The Dr. Peter J. Muller Jr. Collection of American Bird Decoys was sold by Copley Fine Art Auctions in Massachusetts. Dr. Muller was a Georgia veterinarian who practiced for nearly 50 years before he passed away in 2019, just shy of 91 years old. He collected animal-inspired art and even authored a book on antique decoys with his wife.
His collection included several decoys carved on Cobb Island, Virginia in the 1880s that Muller bought from the collection of legendary collector William J. Mackey Jr. in the 1970s.
The Cobb family bought Cobb Island and settled on the Virginia barrier island in 1839, eventually building a hotel and later, a church. The Cobbs were known for saving shipwrecked sailors and salvaging wrecks, and established a life-saving station that would eventually inspire the Coast Guard Station Cobb Island. Many Cobb decoys used materials from salvaged ships.
The most notable carving sold last week, the “Mackey Cobb Feeding Brant Decoy,” was made by Nathan Cobb Jr. in 1880 and used in the gunning rig of Cobb’s son, Elkanah. The underside is branded “E. B. COBB.” Copley Fine Art Auctions says the hand-hollowed brant’s painstaking details include “bold shoulder carving, an arching neck, and diamond-cut wing tips,” along with “an inletted root-head, well-defined full cheek carving, and inset German glass eyes within deep eye grooves.”
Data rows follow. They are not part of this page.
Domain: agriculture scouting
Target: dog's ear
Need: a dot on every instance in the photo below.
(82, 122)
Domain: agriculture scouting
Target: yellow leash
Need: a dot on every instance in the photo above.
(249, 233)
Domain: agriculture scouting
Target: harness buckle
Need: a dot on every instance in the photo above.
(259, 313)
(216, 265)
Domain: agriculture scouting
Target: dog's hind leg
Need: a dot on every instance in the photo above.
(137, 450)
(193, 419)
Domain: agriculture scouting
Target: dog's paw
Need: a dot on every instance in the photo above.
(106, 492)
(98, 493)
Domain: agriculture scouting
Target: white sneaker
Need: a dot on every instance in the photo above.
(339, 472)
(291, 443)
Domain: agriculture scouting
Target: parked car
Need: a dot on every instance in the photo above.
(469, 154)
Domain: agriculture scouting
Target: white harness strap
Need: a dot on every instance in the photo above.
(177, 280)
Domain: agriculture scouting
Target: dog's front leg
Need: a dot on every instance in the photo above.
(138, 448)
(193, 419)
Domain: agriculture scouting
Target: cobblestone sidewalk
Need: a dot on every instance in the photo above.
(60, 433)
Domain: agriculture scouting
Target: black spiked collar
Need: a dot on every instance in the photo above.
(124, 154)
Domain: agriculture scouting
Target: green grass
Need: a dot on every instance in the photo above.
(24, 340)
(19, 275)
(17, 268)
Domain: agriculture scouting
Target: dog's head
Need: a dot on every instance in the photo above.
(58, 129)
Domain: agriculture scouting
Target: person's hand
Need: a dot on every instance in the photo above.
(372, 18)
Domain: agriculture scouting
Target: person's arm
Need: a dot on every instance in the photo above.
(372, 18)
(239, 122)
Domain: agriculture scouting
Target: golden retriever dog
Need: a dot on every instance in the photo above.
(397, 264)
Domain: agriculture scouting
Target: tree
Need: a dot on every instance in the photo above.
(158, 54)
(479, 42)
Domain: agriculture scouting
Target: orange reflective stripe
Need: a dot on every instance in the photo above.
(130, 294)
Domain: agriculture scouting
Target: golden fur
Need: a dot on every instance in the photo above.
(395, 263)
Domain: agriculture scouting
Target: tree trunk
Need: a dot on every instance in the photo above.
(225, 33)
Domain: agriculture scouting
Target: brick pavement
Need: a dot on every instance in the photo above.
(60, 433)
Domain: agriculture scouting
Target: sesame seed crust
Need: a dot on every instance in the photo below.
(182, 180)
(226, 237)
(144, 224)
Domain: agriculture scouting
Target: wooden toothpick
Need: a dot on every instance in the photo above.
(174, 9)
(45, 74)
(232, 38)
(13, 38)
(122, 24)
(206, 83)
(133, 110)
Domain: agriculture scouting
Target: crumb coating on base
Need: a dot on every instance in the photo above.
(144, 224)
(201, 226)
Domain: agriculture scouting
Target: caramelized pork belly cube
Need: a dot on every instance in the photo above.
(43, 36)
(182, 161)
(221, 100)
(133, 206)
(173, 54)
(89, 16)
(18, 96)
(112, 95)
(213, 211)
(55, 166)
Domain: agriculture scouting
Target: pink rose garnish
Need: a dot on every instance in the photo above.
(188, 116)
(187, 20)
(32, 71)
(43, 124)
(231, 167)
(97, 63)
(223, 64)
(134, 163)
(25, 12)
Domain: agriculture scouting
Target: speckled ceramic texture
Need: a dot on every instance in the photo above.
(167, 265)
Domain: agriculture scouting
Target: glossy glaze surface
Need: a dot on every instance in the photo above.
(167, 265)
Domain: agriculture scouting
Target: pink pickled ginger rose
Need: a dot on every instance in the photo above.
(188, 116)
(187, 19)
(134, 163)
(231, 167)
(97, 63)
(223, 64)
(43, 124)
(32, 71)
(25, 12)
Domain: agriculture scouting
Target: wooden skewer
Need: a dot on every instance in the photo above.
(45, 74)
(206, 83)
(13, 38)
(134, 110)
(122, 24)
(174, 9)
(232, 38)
The brant sold for $155,000. Other decoys by Nathan Cobb Jr., like “The Mackey-Waring Swimming Cobb Goose Decoy”, sold for tens of thousands of dollars. Only 16 years after Cobb Jr. carved these special decoys, an 1896 hurricane cut Cobb Island by two-thirds and its residents abandoned their home for the mainland.
Another highlight of Dr. Muller’s collection sold last week is a pair of canvasbacks carved by the famed Ward Brothers of Crisfield, Md. Stephen and Lemuel Ward carved “The Purnell-Muller Ward Canvasback Pair” in 1932. Copley writes, “Like the best of the 1930s canvasbacks, they have turned heads, broad flared bills, and thin paddle tails. It is rare to find survivors with original bills and tails intact as these features were prone to breakage.” The pair sold at auction for $107,500.
That’s far from the most valuable Ward Brothers work, as one reportedly sold in 2016 for more than $210,000. Why do antique decoys fetch such high prices? Eric Stewart, spokesman for the Ward Museum in Salisbury, Md. tells Bay Bulletin it’s not just about their beauty.
“They can tell you about the location they’re from by the materials they’re made of, and colors and techniques used. They can tell you about the values, interests, and influences of their makers,” Stewart says.
“Decoy makers represent ways of life, they represent parts of our regional and national heritage that are sometimes perceived as slipping away. In a way, what gives decoys value is the same thing that gives any piece of art its value. It’s the fact that within a carved bird exists whole stories, worlds, and cultures wrapped up in a small wooden package.”
Then again, Stewart points out, sometimes a collector simply falls in love with a piece, and perceived value goes out the window.